When n>0, the SMS 2 performs mutual authentication with the PD
12 (step S602). When their legitimacy is mutually verified, the SMS
2 asks the PD 12 to transfer its ID information PID (step
S603).
[0143] As in the case of level 2, the SMS 2 carries out generation
of a random number r, generation of an encryption key w, encryption
of a content key using the keys w and Kp and encryption of a
content C (step S604). It is to be noted that the two arguments the
key generating algorithm W takes are r and PID.
[0144] Then, the SMS 2 creates a folder whose name is "TID1", for
example, in the memory area (only the public area in this example)

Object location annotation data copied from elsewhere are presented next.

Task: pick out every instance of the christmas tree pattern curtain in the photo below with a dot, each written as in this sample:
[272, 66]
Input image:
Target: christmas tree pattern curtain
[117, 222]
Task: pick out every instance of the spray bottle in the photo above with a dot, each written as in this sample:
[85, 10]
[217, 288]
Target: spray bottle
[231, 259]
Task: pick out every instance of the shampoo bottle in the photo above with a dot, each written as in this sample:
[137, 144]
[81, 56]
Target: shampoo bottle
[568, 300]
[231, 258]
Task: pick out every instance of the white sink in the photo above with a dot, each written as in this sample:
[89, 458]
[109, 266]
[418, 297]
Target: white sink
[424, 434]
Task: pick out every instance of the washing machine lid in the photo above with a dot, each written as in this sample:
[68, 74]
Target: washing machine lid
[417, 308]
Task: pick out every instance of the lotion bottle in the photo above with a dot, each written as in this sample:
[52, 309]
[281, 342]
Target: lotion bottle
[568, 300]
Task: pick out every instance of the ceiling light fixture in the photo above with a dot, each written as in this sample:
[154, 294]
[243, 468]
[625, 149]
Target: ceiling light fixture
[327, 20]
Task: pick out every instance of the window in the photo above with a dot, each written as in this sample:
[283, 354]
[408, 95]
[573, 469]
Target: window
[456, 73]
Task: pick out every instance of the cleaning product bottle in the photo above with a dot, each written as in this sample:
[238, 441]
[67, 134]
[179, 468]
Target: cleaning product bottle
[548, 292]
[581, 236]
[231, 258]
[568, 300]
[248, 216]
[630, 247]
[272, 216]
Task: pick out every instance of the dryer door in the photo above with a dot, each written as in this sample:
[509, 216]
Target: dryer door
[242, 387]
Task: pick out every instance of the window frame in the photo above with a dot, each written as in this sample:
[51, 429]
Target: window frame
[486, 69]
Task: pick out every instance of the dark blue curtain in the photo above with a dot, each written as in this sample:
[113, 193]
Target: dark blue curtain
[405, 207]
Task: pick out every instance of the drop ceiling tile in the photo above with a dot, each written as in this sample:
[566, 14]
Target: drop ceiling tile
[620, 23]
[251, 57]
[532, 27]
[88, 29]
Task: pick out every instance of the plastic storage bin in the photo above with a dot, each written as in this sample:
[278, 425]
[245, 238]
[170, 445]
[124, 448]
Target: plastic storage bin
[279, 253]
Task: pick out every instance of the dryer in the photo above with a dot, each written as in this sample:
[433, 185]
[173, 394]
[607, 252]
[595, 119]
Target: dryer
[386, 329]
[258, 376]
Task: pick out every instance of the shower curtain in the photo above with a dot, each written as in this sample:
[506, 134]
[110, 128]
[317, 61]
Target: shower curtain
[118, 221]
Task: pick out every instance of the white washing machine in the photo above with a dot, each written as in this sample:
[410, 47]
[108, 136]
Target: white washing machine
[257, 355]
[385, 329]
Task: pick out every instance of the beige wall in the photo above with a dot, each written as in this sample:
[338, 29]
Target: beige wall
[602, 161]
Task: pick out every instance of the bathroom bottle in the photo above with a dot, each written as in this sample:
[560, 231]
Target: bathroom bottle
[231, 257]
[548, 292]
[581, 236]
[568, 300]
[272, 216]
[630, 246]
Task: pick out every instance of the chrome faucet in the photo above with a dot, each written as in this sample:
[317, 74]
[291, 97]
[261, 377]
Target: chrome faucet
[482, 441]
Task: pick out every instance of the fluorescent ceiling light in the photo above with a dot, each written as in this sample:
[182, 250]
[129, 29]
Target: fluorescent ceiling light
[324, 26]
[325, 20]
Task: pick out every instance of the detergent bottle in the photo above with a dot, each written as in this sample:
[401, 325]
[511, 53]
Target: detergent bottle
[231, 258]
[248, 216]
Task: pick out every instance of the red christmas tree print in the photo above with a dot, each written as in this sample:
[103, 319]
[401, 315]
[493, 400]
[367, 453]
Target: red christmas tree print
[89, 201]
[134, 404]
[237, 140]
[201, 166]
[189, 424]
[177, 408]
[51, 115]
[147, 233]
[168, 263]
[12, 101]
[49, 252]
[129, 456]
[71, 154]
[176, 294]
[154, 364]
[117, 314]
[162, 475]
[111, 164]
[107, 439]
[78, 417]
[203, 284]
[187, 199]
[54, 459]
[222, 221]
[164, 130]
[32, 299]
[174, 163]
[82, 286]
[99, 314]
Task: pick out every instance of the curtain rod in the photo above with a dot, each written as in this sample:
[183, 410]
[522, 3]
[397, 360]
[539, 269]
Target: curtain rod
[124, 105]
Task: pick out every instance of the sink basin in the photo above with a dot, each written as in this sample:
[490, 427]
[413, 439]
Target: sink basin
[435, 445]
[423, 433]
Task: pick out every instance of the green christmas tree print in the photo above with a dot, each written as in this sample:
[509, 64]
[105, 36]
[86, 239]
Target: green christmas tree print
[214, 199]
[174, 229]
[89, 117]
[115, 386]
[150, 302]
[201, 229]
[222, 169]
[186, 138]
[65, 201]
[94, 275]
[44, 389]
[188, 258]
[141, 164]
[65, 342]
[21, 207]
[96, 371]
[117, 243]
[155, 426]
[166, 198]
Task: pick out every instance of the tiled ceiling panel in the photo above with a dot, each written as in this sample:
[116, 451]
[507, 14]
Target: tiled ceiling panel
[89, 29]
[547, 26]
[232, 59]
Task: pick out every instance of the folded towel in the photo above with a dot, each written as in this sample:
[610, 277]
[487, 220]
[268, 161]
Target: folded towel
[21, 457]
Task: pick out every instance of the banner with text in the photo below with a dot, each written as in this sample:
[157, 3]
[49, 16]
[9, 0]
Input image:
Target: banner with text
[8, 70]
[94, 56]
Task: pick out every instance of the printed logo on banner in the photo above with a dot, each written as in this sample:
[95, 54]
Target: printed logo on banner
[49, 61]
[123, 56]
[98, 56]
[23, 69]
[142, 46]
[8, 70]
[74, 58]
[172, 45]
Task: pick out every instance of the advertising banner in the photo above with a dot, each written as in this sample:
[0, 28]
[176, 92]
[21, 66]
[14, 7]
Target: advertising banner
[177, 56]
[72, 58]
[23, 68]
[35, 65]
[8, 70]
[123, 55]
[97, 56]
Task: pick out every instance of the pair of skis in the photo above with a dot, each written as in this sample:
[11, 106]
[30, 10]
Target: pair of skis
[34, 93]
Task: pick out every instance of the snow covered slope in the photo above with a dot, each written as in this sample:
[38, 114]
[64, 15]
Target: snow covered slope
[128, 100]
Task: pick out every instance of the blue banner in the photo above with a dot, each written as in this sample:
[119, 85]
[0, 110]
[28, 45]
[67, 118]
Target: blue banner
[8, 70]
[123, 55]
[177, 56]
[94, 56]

in the MC 13 (step S605). Then, the SMS 2 writes the encrypted
content K(C)[C], the encrypted contents decryption key w[Kp[k(C)]]
in this folder (steps S606 to S607).
[0145] The SMS 2 writes the random number r in the secret area in
the PD 12 (step S608). It is desirable that the route up to the
transfer of the random number r to the secret area of the PD 12 in
step S608 be protected by carrying out a process, such as
encrypting the random number r.
[0146] Finally, the SMS 2 subtracts "1" from the number of
remaining children n of the content having the content ID of "TID1"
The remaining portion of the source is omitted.